Оба сидели за столом, друг напротив друга, но если Апелиус наклонился над столом, будто давя на собеседника, то химеролог наоборот — откинулся и вжался в удобное кресло, будто пытаясь отползти от собеседника.
— При всем уважении, я так и не понял, как работает ваша химерология, — ровным тоном сказал Апелиус.
— Э-э… Ну как бы…
— Вы можете сделать мое тело внутренней копией другого человека? — осведомился архимаг. — И я спрашиваю не про расположение внутренних органов, а про состав тела, состав крови: полную идентичность… то есть, полную копию. Допустим, есть артефакт, который узнает своего хозяина по составу крови. Можно ли его обмануть с помощью химерологии?
— Ну-у… — химеролог промокнул вспотевший лоб платочком. Ладони дрожали. — Позвольте, я объясню, как сам понимаю?.. Химерология работает так: чужую конечность я могу приживить человеку, и она будет работать… А про состав крови, тела… э-э… Я не знаю, не понимаю ваш вопрос. Не понимаю, на каких принципах будет работать такой артефакт.
Апелиус вздохнул. Похоже, придется искать мага-химеролога, и работать с ним. Сложность как раз в том, что маги на территорию Лурскона заходить не хотели: слишком уж архимаг укрепил город, чересчур много навязал печатей на свои артефакты и ощущался, как внеранговый монстр в теле адепта второго ранга. Апелиус же не слишком желал встречаться с ними все своей территории. Издержки осторожности обеих сторон.

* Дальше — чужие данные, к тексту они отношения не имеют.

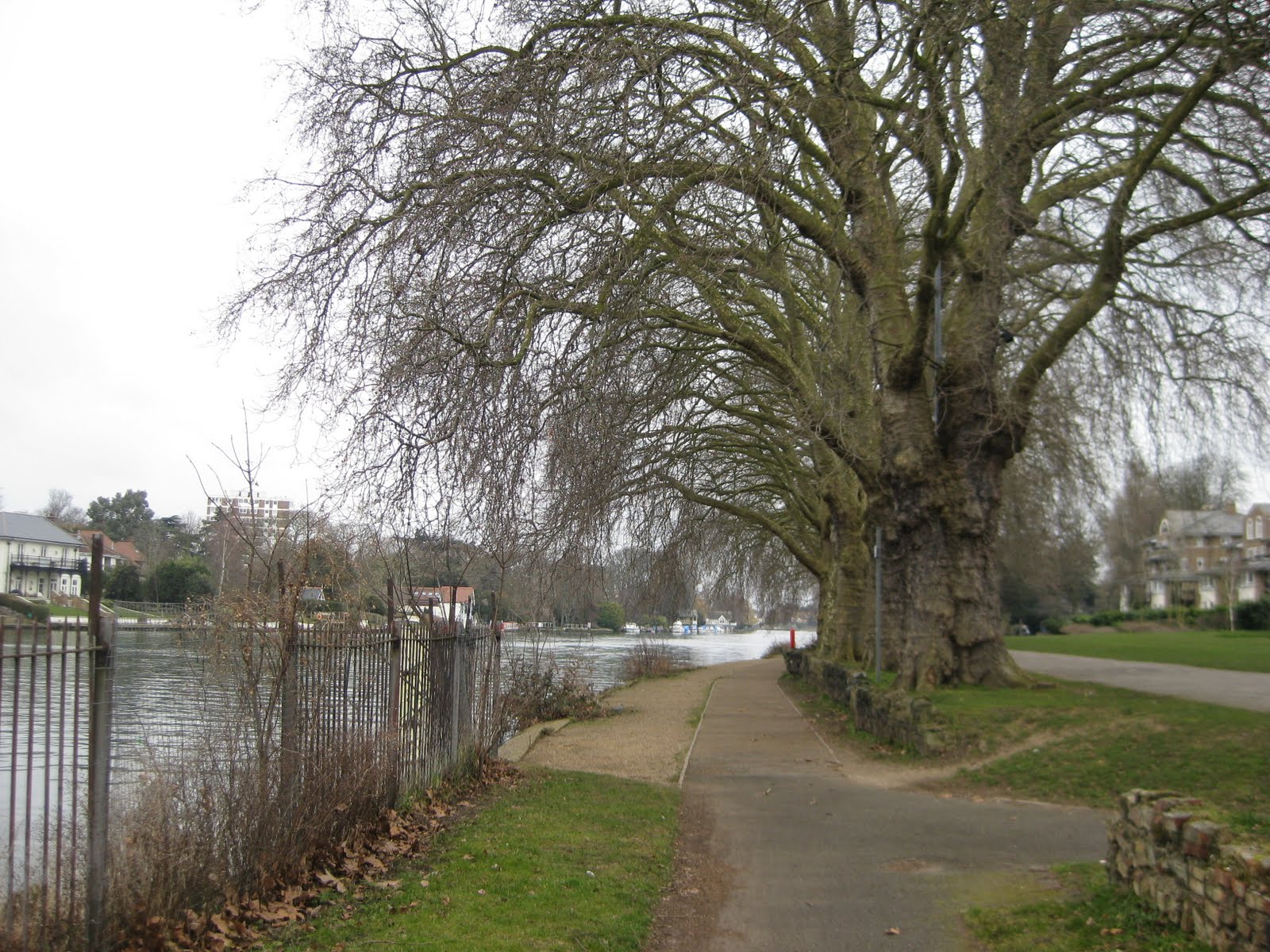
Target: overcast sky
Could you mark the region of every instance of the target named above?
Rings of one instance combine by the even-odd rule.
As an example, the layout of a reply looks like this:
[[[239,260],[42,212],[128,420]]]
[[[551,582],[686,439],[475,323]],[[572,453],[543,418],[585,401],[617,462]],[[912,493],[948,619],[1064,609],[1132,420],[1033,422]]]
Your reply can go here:
[[[217,447],[243,446],[244,404],[259,489],[320,498],[312,428],[258,409],[269,350],[211,330],[267,217],[244,188],[287,155],[292,11],[0,0],[3,508],[144,489],[159,515],[201,514],[199,476],[240,487]],[[1247,459],[1250,496],[1270,499],[1267,467]]]
[[[0,0],[0,498],[86,506],[144,489],[160,515],[241,480],[216,447],[269,447],[260,489],[315,499],[310,434],[255,411],[268,352],[211,330],[276,168],[293,58],[274,1]],[[215,472],[213,472],[215,471]]]

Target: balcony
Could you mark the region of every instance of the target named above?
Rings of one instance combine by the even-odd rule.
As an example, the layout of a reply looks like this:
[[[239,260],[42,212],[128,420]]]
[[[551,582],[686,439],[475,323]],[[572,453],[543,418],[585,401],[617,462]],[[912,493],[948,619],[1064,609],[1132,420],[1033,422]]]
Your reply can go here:
[[[76,559],[74,556],[56,559],[53,556],[13,553],[9,556],[9,570],[13,571],[17,569],[88,575],[88,559]]]

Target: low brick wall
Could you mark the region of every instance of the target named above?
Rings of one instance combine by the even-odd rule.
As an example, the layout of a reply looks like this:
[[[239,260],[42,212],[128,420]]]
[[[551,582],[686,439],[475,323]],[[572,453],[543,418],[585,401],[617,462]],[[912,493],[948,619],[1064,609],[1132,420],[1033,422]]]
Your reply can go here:
[[[947,739],[939,712],[919,694],[880,691],[862,671],[800,650],[785,652],[785,669],[850,707],[859,730],[913,748],[923,757],[946,753]]]
[[[1107,823],[1107,875],[1226,952],[1270,951],[1270,852],[1232,842],[1201,801],[1134,790]]]

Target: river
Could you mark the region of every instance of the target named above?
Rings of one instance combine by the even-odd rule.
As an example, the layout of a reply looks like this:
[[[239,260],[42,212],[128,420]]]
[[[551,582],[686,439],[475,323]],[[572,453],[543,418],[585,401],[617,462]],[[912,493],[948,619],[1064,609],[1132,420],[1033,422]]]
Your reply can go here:
[[[795,644],[805,647],[815,638],[814,631],[796,631]],[[652,641],[669,651],[677,665],[701,668],[726,661],[748,661],[762,658],[773,644],[789,645],[789,628],[754,628],[752,631],[702,631],[690,635],[624,635],[607,631],[565,631],[535,636],[531,631],[508,632],[503,637],[504,661],[516,656],[551,659],[556,664],[575,665],[582,677],[597,691],[621,684],[625,679],[627,655],[640,641]]]

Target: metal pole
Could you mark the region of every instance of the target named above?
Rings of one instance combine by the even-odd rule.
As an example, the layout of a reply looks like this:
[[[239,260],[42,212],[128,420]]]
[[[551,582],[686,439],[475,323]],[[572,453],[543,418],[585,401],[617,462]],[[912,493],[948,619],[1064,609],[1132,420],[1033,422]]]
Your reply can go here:
[[[300,767],[300,717],[298,717],[298,658],[296,613],[288,612],[287,604],[287,564],[278,560],[278,636],[282,641],[282,730],[281,730],[281,791],[286,810],[295,806],[295,792],[298,790],[297,774]]]
[[[401,632],[398,628],[396,592],[389,579],[389,744],[392,763],[389,777],[389,802],[396,803],[401,787]]]
[[[93,562],[89,569],[88,625],[97,649],[93,654],[93,680],[89,684],[88,726],[88,881],[84,910],[85,941],[89,952],[99,952],[105,942],[105,883],[109,861],[110,806],[110,720],[114,692],[114,619],[102,617],[102,537],[93,536]]]
[[[874,680],[881,684],[881,527],[874,533]]]

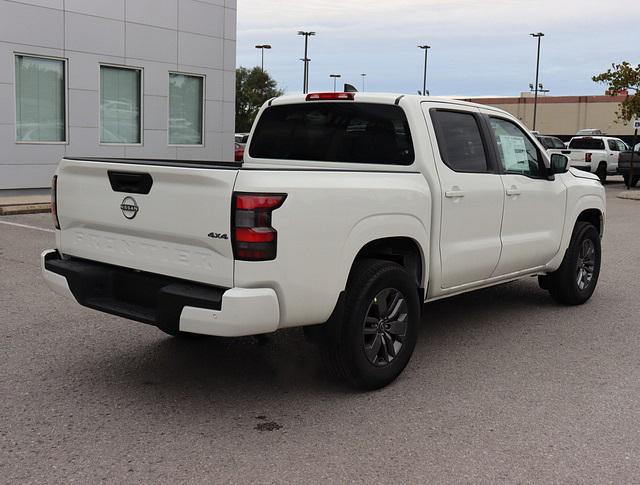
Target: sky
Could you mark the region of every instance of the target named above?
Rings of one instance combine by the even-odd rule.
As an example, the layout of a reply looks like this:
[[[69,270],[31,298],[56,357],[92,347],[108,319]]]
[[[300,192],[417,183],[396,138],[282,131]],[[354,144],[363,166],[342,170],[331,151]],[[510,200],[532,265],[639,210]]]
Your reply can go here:
[[[310,40],[310,90],[331,91],[329,74],[376,92],[422,89],[428,44],[432,95],[511,96],[535,81],[550,95],[602,94],[591,77],[611,63],[640,63],[636,0],[238,0],[238,66],[260,65],[287,93],[302,91],[304,41]]]

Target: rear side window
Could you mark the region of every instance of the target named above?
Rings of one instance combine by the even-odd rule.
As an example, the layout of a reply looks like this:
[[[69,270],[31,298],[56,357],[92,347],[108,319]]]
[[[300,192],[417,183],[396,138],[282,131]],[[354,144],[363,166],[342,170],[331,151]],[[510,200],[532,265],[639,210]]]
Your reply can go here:
[[[618,145],[618,151],[626,152],[627,150],[629,150],[627,144],[622,140],[616,140],[616,144]]]
[[[471,113],[432,111],[442,161],[456,172],[488,171],[480,127]]]
[[[574,138],[569,143],[569,148],[574,150],[604,150],[602,138]]]
[[[373,103],[305,103],[267,108],[253,158],[411,165],[415,155],[402,108]]]

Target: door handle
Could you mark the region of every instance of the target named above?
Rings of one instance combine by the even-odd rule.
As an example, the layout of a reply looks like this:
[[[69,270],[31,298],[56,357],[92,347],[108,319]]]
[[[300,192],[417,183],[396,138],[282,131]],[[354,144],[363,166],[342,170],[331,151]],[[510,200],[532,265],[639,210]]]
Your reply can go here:
[[[447,199],[461,199],[464,197],[464,192],[462,190],[448,190],[444,193],[444,196]]]
[[[522,195],[522,191],[515,185],[507,189],[507,195],[509,197],[515,197],[516,195]]]

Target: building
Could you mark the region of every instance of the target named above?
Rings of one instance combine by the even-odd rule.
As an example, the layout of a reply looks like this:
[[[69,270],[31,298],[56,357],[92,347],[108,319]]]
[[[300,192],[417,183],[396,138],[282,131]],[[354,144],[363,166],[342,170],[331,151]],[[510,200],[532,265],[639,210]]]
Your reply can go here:
[[[0,190],[66,156],[233,160],[236,0],[0,0]]]
[[[533,128],[534,98],[531,93],[523,93],[520,97],[464,99],[508,111]],[[568,139],[578,130],[597,128],[603,133],[630,140],[633,126],[620,123],[616,115],[624,99],[624,96],[540,96],[536,130]]]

— Имея кусочек чужой плоти, вы можете из него вырастить человека? — задал Апелиус другой вопрос.
— Вы имеете в виду воссоздание чужого тела? Да, это возможно, хоть на процесс и уйдут месяцы. Но я справлюсь.
— А если за процесс возьмется маг?
— Я ни разу не ассистировал магу в таких процессах и не смогу вам сказать сроки, но маг точно выполнит ваше задание быстрее.
— Хорошо… — довольно протянул архимаг. — А если я добуду чужую руку, ее можно приживить мне? И каков процент изменений, которые можно провести над человеком?
— При пересадке органа или конечности, не важно, чужой или воссозданной по материалам из монстра, и человек, и конечность меняются, становятся единым и целостным. Но иным, чем были. А насчет изменений, если я правильно понимаю ваш запрос, бесконечно себя изменять не выйдет: при пересадке выше десятой, повышаются шансы, что организм начнет отвергать орган. Или акцептор вдруг почувствует тягу к сырому человеческому мясу и жизни поближе к центру пустыни.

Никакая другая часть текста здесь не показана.